Re: resolving the URL mess from Austin William Wright on 2014-10-07 (public-urispec@w3.org from October 2014)

From: Austin William Wright <aaa@bzfx.net>
Date: Mon, 6 Oct 2014 20:54:09 -0700
To: Larry Masinter <masinter@adobe.com>
Cc: John C Klensin <klensin@jck.com>, David Sheets <kosmo.zb@gmail.com>, Sam Ruby <rubys@intertwingly.net>, "public-urispec@w3.org" <public-urispec@w3.org>, Anne van Kesteren <annevk@annevk.nl>
Message-ID: <CANkuk-WyKvDqeOUgJwXUE5VJtHpjYHYweUMOs9NW9n-g7eMArw@mail.gmail.com>
On Mon, Oct 6, 2014 at 3:48 PM, Larry Masinter <masinter@adobe.com> wrote:

> > Many software applications utilize universal identifiers so that systems
> can refer to resources residing in other systems entirely.
>
> This kind of introduction is just confusing. We're not talking about
> identifiers in general, just URI/URL.


Mostly, it's laying the foundation for why URIs/URLs exist at all. If this
foundation is being eroded by incompatible URI/URL implementations, then
that is defeating the point of the URI, and that is a problem.

I can't think of a better way to phrase this to make this clear, would you
mind suggesting an improvement?

Also, technically I don't even see a difference, as any identifier can be
translated to a URI or IRI. And this is necessarily true of universal
identifiers in general. A notable explanation is found in the "URIs and the
Test of Independent Invention" section in <
http://www.w3.org/DesignIssues/Axioms.html>.


> And frankly I think we should include the political/organizational power
> struggle which seems to fuel much of the angst that gets in the way of a
> technical solution.
>

Any power struggles I've seen so far first came about due to
interoperability problems, by way of vendors choosing mutually incompatible
workarounds.

Do you have specific examples?

Power struggles in general are only going away when the relevant parties
can check their hubris, and we can't fix that. In many cases though, we
have the ability to fix other causes.

> The URI, while seeing near-universal adoption, has many subtle
> inconsistencies
>
> This phrase almost contradicts itself and begs the question.   Is it that
> 3986 and 3987 are unclear, imprecise, incomplete, or is it that
> implementations didn't pay attention
>
> > in implementations that threaten the ability for different systems to
> refer to each other's resources, creating fragmentation and development of
> workarounds.
>
> Are we trying to solve an implementation compatibility problem, or just a
> specification compatibility problem?
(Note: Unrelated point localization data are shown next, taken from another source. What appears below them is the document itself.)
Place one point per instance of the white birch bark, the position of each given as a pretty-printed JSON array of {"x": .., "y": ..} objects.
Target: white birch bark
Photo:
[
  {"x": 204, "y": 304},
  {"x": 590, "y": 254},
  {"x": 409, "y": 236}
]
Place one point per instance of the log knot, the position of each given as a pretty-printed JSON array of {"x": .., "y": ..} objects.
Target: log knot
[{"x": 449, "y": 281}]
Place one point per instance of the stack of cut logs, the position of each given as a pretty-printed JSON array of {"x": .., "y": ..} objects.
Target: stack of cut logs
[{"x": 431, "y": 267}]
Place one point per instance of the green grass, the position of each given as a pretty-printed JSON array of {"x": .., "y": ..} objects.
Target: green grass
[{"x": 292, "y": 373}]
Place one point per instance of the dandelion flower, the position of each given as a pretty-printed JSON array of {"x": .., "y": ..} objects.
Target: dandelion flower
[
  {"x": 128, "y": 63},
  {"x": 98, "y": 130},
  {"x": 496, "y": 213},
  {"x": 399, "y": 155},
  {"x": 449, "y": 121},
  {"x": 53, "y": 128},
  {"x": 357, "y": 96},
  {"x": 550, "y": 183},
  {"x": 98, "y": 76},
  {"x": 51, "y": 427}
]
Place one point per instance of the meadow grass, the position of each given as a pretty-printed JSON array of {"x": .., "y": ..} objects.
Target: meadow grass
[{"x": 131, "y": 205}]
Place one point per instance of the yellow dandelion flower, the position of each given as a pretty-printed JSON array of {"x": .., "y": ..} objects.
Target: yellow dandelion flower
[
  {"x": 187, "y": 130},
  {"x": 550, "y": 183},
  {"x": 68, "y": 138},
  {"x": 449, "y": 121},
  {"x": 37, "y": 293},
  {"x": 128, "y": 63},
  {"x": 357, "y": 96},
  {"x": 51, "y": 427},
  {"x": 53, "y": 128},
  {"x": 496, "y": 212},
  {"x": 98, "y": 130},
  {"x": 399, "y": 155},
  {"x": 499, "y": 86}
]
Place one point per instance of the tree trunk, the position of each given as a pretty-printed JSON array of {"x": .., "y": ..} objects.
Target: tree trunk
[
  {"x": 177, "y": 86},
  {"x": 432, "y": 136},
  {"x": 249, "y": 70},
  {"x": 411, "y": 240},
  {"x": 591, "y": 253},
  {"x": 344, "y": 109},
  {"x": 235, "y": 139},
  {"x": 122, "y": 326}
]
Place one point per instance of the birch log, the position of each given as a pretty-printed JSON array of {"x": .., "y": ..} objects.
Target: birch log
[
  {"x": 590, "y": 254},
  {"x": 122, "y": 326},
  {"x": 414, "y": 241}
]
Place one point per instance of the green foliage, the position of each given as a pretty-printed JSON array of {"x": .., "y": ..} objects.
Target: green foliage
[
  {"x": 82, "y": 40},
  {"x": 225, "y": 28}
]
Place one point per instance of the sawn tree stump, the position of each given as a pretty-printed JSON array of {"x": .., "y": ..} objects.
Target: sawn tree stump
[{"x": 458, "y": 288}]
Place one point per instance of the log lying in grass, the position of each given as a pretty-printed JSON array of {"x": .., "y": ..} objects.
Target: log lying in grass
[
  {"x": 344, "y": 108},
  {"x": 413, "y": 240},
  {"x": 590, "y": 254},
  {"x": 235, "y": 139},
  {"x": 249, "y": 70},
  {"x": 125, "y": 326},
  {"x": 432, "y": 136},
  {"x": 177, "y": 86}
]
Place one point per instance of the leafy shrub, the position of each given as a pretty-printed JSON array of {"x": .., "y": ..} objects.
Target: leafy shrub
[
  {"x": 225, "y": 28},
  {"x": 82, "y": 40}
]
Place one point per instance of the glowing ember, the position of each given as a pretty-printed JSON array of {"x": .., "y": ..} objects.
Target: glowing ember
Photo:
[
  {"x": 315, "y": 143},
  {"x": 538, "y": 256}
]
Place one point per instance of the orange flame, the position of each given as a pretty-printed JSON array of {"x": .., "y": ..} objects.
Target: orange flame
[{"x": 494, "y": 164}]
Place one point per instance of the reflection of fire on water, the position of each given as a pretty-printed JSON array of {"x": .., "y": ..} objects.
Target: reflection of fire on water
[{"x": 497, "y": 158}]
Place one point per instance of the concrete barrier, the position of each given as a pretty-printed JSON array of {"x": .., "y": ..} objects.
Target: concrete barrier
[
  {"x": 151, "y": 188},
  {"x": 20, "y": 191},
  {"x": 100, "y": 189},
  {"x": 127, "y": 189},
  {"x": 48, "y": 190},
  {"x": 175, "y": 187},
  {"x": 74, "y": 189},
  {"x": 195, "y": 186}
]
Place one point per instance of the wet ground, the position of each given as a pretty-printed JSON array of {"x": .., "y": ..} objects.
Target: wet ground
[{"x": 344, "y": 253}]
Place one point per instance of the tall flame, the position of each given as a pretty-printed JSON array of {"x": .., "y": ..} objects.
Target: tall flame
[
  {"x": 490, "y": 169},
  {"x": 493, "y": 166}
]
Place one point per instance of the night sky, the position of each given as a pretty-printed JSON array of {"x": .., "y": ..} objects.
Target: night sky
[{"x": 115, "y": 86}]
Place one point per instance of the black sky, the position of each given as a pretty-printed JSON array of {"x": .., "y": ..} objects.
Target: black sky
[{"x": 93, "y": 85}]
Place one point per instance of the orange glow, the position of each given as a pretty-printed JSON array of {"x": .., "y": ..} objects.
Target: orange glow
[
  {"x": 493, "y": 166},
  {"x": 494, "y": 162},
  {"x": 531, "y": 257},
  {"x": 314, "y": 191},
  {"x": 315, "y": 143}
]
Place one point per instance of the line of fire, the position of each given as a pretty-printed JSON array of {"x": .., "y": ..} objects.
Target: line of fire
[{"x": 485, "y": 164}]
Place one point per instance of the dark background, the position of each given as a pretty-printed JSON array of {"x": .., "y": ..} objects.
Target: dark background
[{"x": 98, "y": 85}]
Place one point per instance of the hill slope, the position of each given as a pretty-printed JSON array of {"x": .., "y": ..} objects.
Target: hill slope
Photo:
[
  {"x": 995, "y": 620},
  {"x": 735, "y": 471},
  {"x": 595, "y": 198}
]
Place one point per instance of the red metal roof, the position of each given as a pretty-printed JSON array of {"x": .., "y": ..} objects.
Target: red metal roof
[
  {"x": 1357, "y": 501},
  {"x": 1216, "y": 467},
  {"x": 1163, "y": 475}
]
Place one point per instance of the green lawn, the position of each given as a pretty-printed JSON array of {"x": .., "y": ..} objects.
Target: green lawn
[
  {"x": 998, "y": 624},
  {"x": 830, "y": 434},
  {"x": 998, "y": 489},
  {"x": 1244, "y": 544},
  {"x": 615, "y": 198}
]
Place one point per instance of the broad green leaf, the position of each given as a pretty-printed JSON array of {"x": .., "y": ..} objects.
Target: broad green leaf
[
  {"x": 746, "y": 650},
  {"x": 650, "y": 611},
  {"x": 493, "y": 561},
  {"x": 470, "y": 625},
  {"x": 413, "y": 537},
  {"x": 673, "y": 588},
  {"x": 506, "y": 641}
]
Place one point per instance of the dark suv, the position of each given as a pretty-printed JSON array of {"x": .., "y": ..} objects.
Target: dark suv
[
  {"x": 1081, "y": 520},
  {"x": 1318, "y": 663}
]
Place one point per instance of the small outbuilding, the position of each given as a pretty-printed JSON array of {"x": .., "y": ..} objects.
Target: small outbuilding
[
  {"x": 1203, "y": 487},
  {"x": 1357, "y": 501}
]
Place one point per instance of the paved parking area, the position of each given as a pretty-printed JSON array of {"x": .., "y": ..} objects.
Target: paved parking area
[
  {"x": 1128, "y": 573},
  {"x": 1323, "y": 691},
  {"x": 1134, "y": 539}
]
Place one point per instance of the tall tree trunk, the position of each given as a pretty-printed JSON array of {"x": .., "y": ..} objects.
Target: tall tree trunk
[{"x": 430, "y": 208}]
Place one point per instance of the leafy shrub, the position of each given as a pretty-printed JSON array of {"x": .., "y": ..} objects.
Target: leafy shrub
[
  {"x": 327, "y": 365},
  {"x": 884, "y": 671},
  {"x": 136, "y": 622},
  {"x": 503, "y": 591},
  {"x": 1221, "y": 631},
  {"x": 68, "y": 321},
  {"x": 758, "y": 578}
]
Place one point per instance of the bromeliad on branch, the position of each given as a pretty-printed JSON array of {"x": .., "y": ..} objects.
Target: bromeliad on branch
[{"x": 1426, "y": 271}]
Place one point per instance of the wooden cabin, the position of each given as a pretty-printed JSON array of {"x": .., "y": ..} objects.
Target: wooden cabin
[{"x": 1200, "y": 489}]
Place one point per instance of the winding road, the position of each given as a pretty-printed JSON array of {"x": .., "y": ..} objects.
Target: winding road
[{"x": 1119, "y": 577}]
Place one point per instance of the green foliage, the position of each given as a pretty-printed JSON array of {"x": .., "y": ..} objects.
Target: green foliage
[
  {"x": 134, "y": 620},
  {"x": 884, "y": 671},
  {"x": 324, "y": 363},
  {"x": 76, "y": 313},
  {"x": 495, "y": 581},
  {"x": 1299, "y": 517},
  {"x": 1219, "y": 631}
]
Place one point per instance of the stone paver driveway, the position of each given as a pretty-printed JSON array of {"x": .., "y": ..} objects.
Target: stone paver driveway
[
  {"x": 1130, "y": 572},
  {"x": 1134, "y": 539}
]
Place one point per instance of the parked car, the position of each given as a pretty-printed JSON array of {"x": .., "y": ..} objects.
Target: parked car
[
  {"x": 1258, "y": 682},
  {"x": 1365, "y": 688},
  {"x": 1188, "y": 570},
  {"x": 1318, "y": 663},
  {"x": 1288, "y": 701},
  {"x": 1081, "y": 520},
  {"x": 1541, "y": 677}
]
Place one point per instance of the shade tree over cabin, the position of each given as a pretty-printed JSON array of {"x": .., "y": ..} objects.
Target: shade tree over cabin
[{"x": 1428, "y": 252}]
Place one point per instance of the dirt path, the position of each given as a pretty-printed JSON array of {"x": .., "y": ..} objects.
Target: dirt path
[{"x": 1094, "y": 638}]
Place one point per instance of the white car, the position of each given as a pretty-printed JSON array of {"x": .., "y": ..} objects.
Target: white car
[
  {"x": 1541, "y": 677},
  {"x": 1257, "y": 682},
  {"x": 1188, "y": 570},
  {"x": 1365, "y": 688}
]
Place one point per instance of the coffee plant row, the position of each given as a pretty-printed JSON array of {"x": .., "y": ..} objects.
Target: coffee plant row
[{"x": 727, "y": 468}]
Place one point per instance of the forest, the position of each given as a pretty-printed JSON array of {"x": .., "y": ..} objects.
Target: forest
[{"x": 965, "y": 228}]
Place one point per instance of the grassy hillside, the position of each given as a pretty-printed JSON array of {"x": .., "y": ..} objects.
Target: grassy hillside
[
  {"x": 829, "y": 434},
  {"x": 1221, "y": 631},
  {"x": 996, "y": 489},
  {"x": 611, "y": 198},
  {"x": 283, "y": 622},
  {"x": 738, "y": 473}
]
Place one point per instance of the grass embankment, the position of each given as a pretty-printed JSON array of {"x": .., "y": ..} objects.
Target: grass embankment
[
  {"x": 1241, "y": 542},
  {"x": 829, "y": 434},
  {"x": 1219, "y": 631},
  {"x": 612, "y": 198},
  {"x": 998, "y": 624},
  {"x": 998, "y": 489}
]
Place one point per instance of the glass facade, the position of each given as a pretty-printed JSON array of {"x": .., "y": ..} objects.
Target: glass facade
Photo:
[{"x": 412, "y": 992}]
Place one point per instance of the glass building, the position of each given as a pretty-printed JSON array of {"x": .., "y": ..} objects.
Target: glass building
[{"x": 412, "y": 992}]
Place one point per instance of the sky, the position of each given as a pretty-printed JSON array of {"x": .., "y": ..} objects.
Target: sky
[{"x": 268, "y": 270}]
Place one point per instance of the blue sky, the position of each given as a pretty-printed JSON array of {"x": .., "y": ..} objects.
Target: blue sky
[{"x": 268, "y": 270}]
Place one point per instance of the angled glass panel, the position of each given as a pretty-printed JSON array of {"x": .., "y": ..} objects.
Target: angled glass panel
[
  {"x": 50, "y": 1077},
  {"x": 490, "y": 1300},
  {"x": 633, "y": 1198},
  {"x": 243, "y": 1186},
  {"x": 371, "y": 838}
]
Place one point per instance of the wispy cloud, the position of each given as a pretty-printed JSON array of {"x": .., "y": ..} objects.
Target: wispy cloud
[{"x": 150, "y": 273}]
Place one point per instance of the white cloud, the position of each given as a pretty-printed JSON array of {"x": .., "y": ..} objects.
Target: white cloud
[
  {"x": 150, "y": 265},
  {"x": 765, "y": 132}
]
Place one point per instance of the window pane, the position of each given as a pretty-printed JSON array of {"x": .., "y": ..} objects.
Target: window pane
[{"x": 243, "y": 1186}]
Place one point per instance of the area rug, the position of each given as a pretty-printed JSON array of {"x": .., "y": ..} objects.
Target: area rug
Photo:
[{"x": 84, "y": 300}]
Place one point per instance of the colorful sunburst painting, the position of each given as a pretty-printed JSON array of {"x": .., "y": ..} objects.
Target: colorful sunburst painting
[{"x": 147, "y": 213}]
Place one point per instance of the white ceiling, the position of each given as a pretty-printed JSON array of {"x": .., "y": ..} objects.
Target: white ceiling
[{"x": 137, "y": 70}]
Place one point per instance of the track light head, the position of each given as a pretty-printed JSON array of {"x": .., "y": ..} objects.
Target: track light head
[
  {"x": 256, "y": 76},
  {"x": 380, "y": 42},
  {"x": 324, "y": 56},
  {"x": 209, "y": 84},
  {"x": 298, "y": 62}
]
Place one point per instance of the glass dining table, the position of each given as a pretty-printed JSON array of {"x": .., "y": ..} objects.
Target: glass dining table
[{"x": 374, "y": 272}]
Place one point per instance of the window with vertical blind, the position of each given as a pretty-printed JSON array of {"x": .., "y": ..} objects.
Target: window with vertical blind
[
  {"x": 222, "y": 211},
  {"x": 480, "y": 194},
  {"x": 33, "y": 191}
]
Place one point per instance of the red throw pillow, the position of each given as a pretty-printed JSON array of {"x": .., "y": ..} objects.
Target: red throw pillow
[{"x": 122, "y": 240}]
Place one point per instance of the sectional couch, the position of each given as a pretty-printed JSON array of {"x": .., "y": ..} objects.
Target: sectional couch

Or a situation where implementations
> don't agree, but that for the most part the differences are inconsequential?
>

I don't believe there's a problem with the RFCs themselves causing the
problems in question. They provide ABNF and pesudocode, I'm not sure how
you can get less confusing than that. Though I know David Sheets has ideas,
do you too?


> > A mission statement (charter?) would follow:
>
> > To promote the convergence of the behavior of universal identifiers
> across all applications,
>
> I think this is way too ambitiously scoped. We're not interested in "all
> applications" in the universe, just ones that use URL, as you start to
> enumerate, but of course not exhaustively. And not "the behavior of
> universal identifiers ..."  for three reasons.
>
> * it is scoped not to _all_ universal identifiers but just these
>

As mentioned, I don't see a difference, but in any event, I'm not proposing
expanding our scope beyond URI-like identifiers.

* software has behavior, a URL doesn't 'behave'. The hope is to specify some
>    kinds of behavior using URLs: parsing, translating, comparing, relative
> resolution,
>
>    Other behavior is specified elsewhere (like 'Fetch').
>

Correct, but RFC3986 defines behavior like what it means to dereference a
resource, and how to resolve a Reference to absolute form, complete with
pesudocode. "This behavior" refers to the behavior of a compliant
implementation.

Of course, some things are (appropriately) undefined, like how to handle an
malformed URI or IRI.


> * It's too ambitious: getting implementations to converge isn't something
> a spec can do.
>    I think there are two tasks that are feasible
>    a) document current widely deployed behavior as it is, in sufficient
> detail
>      that liberal implementations can know how other software will operate
> to the
>      extent that differences matter
>    b) recommend future best practices for URL creators to improve
> interoperability
>
>
> >  by identifying inconsistencies and proposing resolutions, including in:
> > Databases, Web browsers, other Web user-agents, XML parsers,
> > a plethora of JSON Hypermedia formats like JSON Schema and Hydra,
> > Semantic Web applications and file formats like Turtle, protocols like
> > HTTP and CoAP, databases, compact notations like CURIE, and more.
>
> This kind of list can't be exhaustive. And putting it into the charter, I
> think should be done more carefully than "and more", make it clear this
> list just shows how wide deployment of non-web URLs is.
>

How about s/and more/and many, many more/?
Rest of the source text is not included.